Jakarta - Kejaksaan Agung (Kejagung) merotasi pejabat pada jajaran eselon II dan III. Pergantian jabatan disebut dilakukan dalam rangka penyegaran dan pembinaan. Beberapa jabatan yang dirotasi dan dipromosikan adalah posisi direktur, Kepala Kejaksaan Negeri (Kajari) dan Kepala Kejaksaan Tinggi (Kajati).

"Promosi dan mutasi ditandatangani oleh Jaksa Agung Muda Pembinaan (Jambin) Iskamto, pada 22 Agusutus 2013," kata Kepala Pusat Penerangan Hukum (Kapuspenkum) Kejagung, Setia Untung Arimuladi, di Jakarta, Jumat (23/8).

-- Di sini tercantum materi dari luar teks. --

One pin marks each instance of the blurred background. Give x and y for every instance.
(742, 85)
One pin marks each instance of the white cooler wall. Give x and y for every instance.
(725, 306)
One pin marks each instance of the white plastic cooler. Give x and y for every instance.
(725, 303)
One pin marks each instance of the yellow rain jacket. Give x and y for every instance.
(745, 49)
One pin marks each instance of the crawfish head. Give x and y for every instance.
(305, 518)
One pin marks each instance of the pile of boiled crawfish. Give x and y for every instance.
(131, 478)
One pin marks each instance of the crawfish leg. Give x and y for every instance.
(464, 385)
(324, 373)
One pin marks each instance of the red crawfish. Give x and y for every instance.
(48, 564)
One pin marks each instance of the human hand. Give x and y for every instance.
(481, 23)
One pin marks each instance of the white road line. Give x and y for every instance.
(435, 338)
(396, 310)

Dalam rotasi ini, Inspektur Intelijen pada Jaksa Agung Muda Pengawasan (Jamwas) Fitra Sani, dipromosikan menjadi Sekretaris Jaksa Agung Muda Intelijen (Sesjamintel). Sementara, Kajati Jawa Tengah (Jateng) Arnold Angkouw dipromosi menjadi Inspektur IV pada Jaksa Agung Muda Pidana Khusus (Jampidsus). Posisi Kajati Jateng kini dijabat oleh Babul Khoir Harahap, yang sebelumnya menjabat sebagai Direktur Tindak Pidana Umum Lain (Dir TPUL) dan Kajati Riau.

Selanjutnya, posisi Direktur Penyidikan (Dirdik) pada Jaksa Agung Muda Pidana Khusus (Jampidsus) ditempati oleh Syarifudin, yang pernah menjabat sebagai Kepala Kejaksaan Tinggi (Kajati) Sulteng dan Asisten Khusus Jaksa Agung. Sedangkan Dirdik Jampidsus Adi Toegarisman, dipromosikan menjadi Kajati DKI, menggantikan Didiek Darmanto yang sempat diperiksa KPK dalam perkara suap pegawai pajak oleh PT Master Steel.

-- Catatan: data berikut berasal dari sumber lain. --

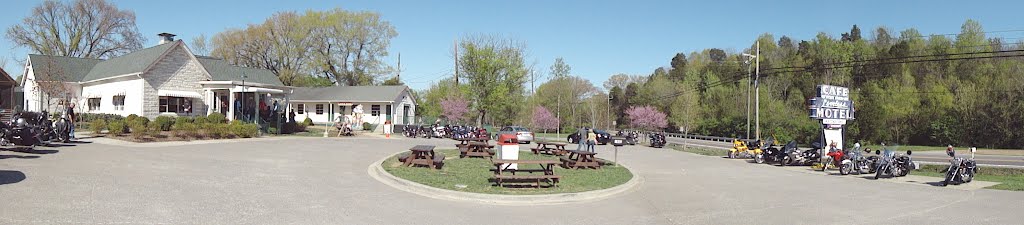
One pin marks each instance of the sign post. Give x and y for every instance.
(833, 107)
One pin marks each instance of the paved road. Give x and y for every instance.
(934, 156)
(325, 181)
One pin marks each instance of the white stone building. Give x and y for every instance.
(379, 103)
(164, 80)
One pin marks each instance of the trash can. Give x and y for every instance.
(508, 146)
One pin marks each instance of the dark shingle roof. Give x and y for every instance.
(67, 69)
(132, 62)
(349, 93)
(84, 70)
(221, 71)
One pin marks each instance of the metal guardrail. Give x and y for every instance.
(698, 137)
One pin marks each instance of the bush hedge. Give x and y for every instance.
(164, 123)
(117, 128)
(97, 126)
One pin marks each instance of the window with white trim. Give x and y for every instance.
(175, 104)
(119, 102)
(94, 103)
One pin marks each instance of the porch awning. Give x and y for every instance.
(257, 90)
(172, 93)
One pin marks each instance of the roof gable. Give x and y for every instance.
(221, 71)
(49, 68)
(350, 93)
(133, 62)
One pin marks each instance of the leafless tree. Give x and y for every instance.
(90, 29)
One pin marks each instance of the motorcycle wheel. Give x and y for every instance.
(949, 176)
(878, 173)
(845, 169)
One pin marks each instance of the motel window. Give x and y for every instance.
(175, 104)
(94, 103)
(119, 102)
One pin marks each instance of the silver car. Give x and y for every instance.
(521, 133)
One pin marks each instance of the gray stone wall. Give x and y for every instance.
(176, 72)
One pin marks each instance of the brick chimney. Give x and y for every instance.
(166, 38)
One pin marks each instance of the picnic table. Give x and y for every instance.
(464, 141)
(424, 155)
(476, 148)
(580, 159)
(549, 148)
(547, 168)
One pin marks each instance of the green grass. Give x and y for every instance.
(1009, 178)
(699, 150)
(475, 173)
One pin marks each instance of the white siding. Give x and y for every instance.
(133, 97)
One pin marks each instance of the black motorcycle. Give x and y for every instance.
(893, 166)
(961, 170)
(657, 140)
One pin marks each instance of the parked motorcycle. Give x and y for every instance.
(854, 161)
(657, 140)
(894, 166)
(797, 156)
(961, 170)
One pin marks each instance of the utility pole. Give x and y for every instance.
(456, 46)
(749, 83)
(757, 90)
(398, 76)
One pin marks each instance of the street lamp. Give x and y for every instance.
(757, 88)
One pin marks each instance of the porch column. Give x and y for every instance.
(230, 104)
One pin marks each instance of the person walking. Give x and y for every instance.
(591, 140)
(582, 139)
(71, 119)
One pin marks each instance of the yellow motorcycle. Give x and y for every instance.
(741, 149)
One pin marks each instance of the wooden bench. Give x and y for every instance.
(551, 179)
(547, 168)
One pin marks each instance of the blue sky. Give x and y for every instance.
(597, 38)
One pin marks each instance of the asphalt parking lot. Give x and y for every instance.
(325, 181)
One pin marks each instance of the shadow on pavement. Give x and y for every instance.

Nama lain yang dipromosikan adalah Karo Hukum pada Jambin Joko Paulus sebagai Kajati Jawa Barat, menggantikan Soemarno yang dipromosikan sebagai Sekretaris Jaksa Agung Muda Pidana Khusus. Kemudian, Kajati Sumsel Jhonny Ginting digantikan Ajimbar yang sebelumnya menjabat Kajati Lampung, Kajari Jaksel Masyhudi dipromosikan sebagai Asisten Pidana Khusus (Aspidsus) pada Kajati Jateng, sementara posisi Kajari Jaksel sekarang dijabat oleh Teguh.